In a number of his stories Mr. Katchor glorifies the mundane fetishes of those who are not involved in issues of any consequence yet take their interest to a level of high purpose.

Ben Katchor employs varying degrees of abstraction and precision within and between the graphic panels, whose drawings are sometimes precise and other times more abstract. Some panels are two-dimensional and others three. These visual images are supplemented by signage, comments by the characters—dialogue in some instances and thoughts in still other contexts—plus explanatory narrative.

Collectively, the four communications forms amplify, reinforce, and deepen the message. Most often, all four—narrative text, graphic image, building signage and character commentary—are employed to tell the story while in some instances one or more is not utilized.

Just as he navigates the gritty aspects of a major metro such as New York, his characters are seldom drawn from the beautiful people crowd. Their demeanor and expressions mirror their place and places. His characters are sharply drawn with knowing, rugged, informed by years of living countenances. Children may not have childlike features, but rather appear as miniature-sized adults.

In one story, a woman, responds to a man’s invitation, “The plaza in front of the Guestrope Building? I’d rather not.”

“Please, Juliana, I only work here. I live in a renovated 1920s new tenement on Portoase Avenue, . . . I was born in the 1890s Egypt-limestone, walk-up-in Haluad Park,” he protests, beseeching her to accept his invitation.

“I’m sorry, I’d rather not,” she responds

“But Juliana, you mustn’t judge a person by his address.”

“It’s not you, it’s that plaza in front—it gives me the creeps.”

Although on occasion various explicit places are identified, the majority of the stories are set in ambiguous imaginary places, which are evidently modeled after New York City. These stories explore place from multiple perspectives—observation and contemplation, architecture and design, construction and creation, encounter and experience, use and symbolism.

In one story the author writes about how “the broken sidewalks of our cities must be preserved for future generations to enjoy,” while suggesting that “today’s progressive architect can incorporate stumbling blocks and trick points in the design of his building.”

Ben Katchor easily qualifies as an equal opportunity satirist.

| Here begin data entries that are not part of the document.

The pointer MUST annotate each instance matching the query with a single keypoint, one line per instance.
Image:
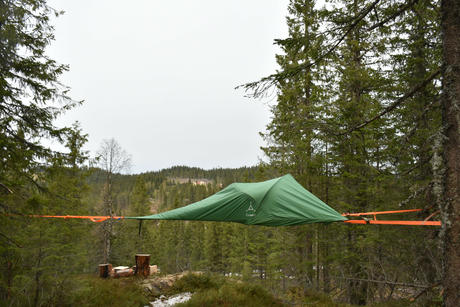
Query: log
(104, 270)
(142, 265)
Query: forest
(367, 118)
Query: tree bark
(142, 265)
(450, 101)
(104, 270)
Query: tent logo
(250, 211)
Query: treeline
(366, 118)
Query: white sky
(159, 76)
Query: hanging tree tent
(277, 202)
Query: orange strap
(381, 212)
(410, 223)
(426, 222)
(92, 218)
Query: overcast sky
(159, 76)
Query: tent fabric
(277, 202)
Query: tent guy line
(277, 202)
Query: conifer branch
(400, 11)
(396, 103)
(261, 86)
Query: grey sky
(159, 76)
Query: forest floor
(193, 289)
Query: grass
(94, 291)
(218, 291)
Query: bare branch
(396, 103)
(401, 10)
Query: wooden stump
(104, 270)
(142, 265)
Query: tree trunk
(142, 265)
(104, 270)
(450, 100)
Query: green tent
(276, 202)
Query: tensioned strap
(92, 218)
(380, 222)
(409, 223)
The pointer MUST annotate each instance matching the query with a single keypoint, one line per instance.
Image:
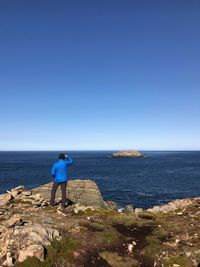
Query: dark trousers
(53, 193)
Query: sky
(99, 75)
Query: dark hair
(61, 156)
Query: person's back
(60, 170)
(60, 175)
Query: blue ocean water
(157, 178)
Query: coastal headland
(92, 232)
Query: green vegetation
(58, 253)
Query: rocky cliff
(95, 234)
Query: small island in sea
(128, 154)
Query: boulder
(82, 208)
(128, 154)
(31, 251)
(15, 220)
(17, 190)
(174, 205)
(9, 260)
(5, 199)
(111, 205)
(85, 193)
(129, 209)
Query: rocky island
(128, 154)
(91, 232)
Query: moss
(95, 227)
(58, 252)
(107, 237)
(114, 260)
(30, 262)
(21, 201)
(181, 260)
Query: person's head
(62, 156)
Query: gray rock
(17, 190)
(129, 209)
(85, 193)
(5, 199)
(15, 220)
(138, 210)
(31, 251)
(9, 260)
(111, 205)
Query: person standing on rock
(60, 175)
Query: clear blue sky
(103, 74)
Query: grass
(58, 253)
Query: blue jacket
(60, 170)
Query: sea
(159, 177)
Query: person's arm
(69, 161)
(53, 171)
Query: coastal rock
(9, 260)
(17, 190)
(82, 208)
(129, 209)
(31, 251)
(128, 154)
(174, 205)
(13, 221)
(85, 193)
(5, 199)
(111, 205)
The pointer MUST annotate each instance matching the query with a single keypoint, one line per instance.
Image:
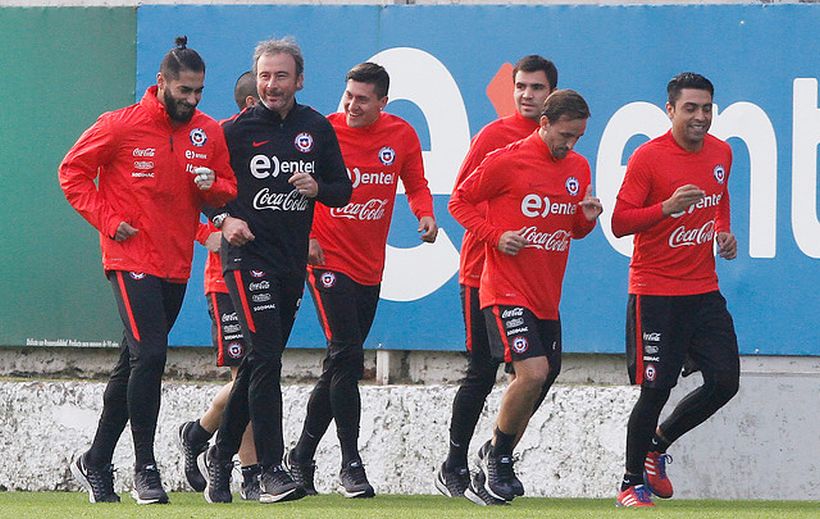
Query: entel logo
(260, 166)
(533, 206)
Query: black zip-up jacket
(265, 151)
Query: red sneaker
(635, 497)
(654, 474)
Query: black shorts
(515, 334)
(226, 331)
(345, 308)
(663, 332)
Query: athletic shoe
(635, 497)
(217, 477)
(190, 452)
(276, 485)
(354, 481)
(302, 473)
(452, 483)
(500, 481)
(478, 494)
(654, 474)
(148, 487)
(249, 490)
(98, 482)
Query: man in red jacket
(539, 197)
(146, 208)
(534, 78)
(675, 200)
(347, 252)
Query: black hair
(181, 58)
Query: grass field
(46, 505)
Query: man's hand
(727, 245)
(681, 199)
(125, 231)
(316, 256)
(590, 205)
(428, 229)
(236, 231)
(204, 178)
(213, 241)
(305, 184)
(511, 242)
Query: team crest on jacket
(720, 173)
(303, 142)
(198, 137)
(572, 186)
(387, 155)
(520, 345)
(328, 279)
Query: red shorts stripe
(639, 369)
(501, 333)
(468, 317)
(127, 303)
(318, 299)
(220, 347)
(240, 285)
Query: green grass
(45, 505)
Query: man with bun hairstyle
(146, 206)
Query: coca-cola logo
(373, 209)
(144, 152)
(518, 311)
(556, 241)
(684, 237)
(292, 201)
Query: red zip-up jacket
(144, 167)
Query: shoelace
(663, 459)
(102, 481)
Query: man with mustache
(146, 209)
(286, 157)
(539, 197)
(675, 200)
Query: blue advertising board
(449, 66)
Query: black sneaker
(354, 481)
(148, 486)
(98, 482)
(250, 483)
(276, 485)
(190, 453)
(452, 483)
(302, 473)
(478, 494)
(498, 473)
(217, 477)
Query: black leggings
(148, 307)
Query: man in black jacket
(285, 156)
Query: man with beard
(146, 209)
(675, 200)
(286, 157)
(534, 78)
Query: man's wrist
(219, 219)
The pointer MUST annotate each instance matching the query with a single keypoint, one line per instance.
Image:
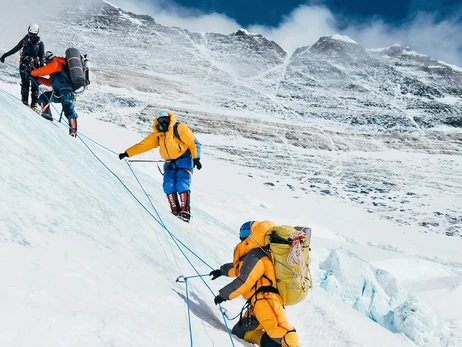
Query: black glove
(197, 163)
(218, 300)
(215, 274)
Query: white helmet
(33, 29)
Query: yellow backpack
(289, 248)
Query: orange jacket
(56, 65)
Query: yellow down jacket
(171, 147)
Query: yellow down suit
(265, 321)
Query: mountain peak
(337, 45)
(343, 38)
(243, 32)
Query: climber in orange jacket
(63, 92)
(265, 321)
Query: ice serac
(378, 295)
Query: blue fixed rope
(189, 309)
(160, 222)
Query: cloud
(303, 27)
(423, 33)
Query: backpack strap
(175, 131)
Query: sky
(80, 257)
(428, 27)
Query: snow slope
(84, 264)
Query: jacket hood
(256, 239)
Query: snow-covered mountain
(288, 136)
(334, 109)
(351, 103)
(83, 263)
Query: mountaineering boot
(174, 204)
(73, 127)
(46, 112)
(25, 96)
(184, 214)
(290, 339)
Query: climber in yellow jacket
(265, 321)
(181, 152)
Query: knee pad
(290, 340)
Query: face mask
(162, 124)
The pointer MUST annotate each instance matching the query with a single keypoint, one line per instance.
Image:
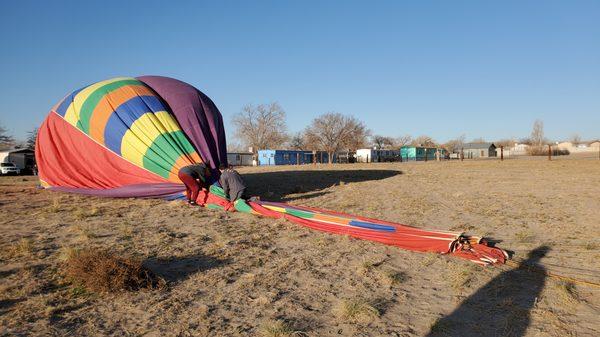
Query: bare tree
(424, 141)
(297, 141)
(402, 141)
(6, 140)
(505, 142)
(332, 132)
(537, 133)
(31, 139)
(262, 126)
(382, 142)
(455, 144)
(575, 139)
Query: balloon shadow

In one story, he describes an architect who insists on making a “cake staircase,” to access the mezzanine level of the hotel hosting the reception for his daughter’s wedding.

In another, a company seeking to maximize its revenues imposes a $1.50 fee for anyone who might look at its building. A shopping mall operator installs a coin fountain as a profit center on its property. An architect, promoting a major project, constructs a full scale model on the site of the proposed structure that is to be built.

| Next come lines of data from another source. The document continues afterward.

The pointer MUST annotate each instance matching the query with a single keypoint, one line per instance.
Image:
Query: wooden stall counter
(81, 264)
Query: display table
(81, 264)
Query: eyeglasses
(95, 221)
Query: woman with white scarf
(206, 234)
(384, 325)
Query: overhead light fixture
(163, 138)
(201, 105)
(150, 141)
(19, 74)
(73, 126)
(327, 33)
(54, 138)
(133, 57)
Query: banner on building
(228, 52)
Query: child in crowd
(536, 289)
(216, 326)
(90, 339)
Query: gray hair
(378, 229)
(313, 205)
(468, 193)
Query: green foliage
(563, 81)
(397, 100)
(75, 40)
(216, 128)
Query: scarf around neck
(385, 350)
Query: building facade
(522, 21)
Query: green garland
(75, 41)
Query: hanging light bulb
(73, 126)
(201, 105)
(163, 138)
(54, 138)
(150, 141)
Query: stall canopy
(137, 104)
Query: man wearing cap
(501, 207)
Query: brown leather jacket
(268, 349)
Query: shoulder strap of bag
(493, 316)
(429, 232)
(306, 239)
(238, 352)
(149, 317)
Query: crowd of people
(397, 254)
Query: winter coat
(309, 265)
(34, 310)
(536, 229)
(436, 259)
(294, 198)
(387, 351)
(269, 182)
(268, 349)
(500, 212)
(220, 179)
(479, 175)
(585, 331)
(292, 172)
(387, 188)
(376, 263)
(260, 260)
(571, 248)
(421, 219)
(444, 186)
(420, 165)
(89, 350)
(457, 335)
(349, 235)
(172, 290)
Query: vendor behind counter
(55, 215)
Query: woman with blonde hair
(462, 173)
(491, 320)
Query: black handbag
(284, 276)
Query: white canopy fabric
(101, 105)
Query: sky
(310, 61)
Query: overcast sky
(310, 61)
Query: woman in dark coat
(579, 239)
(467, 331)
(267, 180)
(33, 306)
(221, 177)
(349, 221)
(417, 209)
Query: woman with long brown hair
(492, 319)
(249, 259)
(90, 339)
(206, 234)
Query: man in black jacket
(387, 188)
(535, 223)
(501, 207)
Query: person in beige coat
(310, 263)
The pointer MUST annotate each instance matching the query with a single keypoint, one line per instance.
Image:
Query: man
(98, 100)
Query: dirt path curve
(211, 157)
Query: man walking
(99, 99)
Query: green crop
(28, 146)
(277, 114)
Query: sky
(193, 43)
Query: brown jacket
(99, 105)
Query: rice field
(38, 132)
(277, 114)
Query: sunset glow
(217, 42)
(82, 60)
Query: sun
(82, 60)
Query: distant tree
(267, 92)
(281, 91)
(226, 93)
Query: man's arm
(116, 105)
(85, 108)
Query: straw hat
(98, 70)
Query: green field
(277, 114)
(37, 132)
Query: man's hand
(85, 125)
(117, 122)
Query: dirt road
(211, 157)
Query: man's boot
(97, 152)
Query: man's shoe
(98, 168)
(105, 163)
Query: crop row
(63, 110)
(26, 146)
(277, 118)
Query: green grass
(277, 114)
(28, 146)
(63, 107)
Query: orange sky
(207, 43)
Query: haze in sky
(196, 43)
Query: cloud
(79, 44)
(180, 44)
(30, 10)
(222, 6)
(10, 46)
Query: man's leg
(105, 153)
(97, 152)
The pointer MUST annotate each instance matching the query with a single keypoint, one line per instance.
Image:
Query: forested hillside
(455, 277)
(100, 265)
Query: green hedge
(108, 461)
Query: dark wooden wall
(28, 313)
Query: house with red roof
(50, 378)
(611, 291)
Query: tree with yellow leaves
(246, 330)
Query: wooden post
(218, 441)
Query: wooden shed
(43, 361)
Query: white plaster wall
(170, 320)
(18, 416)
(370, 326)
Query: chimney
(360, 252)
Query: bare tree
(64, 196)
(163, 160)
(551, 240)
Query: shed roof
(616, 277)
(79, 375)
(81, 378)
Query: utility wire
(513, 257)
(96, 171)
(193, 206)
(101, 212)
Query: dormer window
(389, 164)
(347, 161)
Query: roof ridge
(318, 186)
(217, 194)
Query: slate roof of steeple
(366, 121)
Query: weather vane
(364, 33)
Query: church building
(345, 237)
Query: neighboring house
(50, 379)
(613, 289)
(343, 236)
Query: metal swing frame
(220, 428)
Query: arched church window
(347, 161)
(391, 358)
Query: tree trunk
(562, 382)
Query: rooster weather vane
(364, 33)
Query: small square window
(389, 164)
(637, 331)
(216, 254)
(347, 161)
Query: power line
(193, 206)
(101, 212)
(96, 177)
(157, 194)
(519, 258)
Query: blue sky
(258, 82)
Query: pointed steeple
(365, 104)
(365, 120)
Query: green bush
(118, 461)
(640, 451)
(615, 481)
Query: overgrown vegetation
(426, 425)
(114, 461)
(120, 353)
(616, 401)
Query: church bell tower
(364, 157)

Illustrative of the author’s fanciful speculations is his study of a wealthy individual who chose to move his funds offshore, so as to quality for public housing, where he resides on the weekend rather than in a country house. A fantabulous shoe salon in Bologna, Italy, offers a three kilometer carpeted portico stretching through the countryside for its patrons to try out their shoes, with “a number of stations marking the stages in the decision-making process,” and ascending the “gentle slope to a small building that houses the mirror.”

Hand-Drying in America and Other Stories is satirical and sardonic, wry and pedantic, observant and obsessive, trafficking in big concepts and hopelessly bogged down in the trivial, sharply focused and yet oblivious, celebrating permanence while exploring change, impressionistic yet precise.

This highly entertaining book will appeal to all interested in informed, often sharply humorous commentary on culture, design, psychology, and urban places.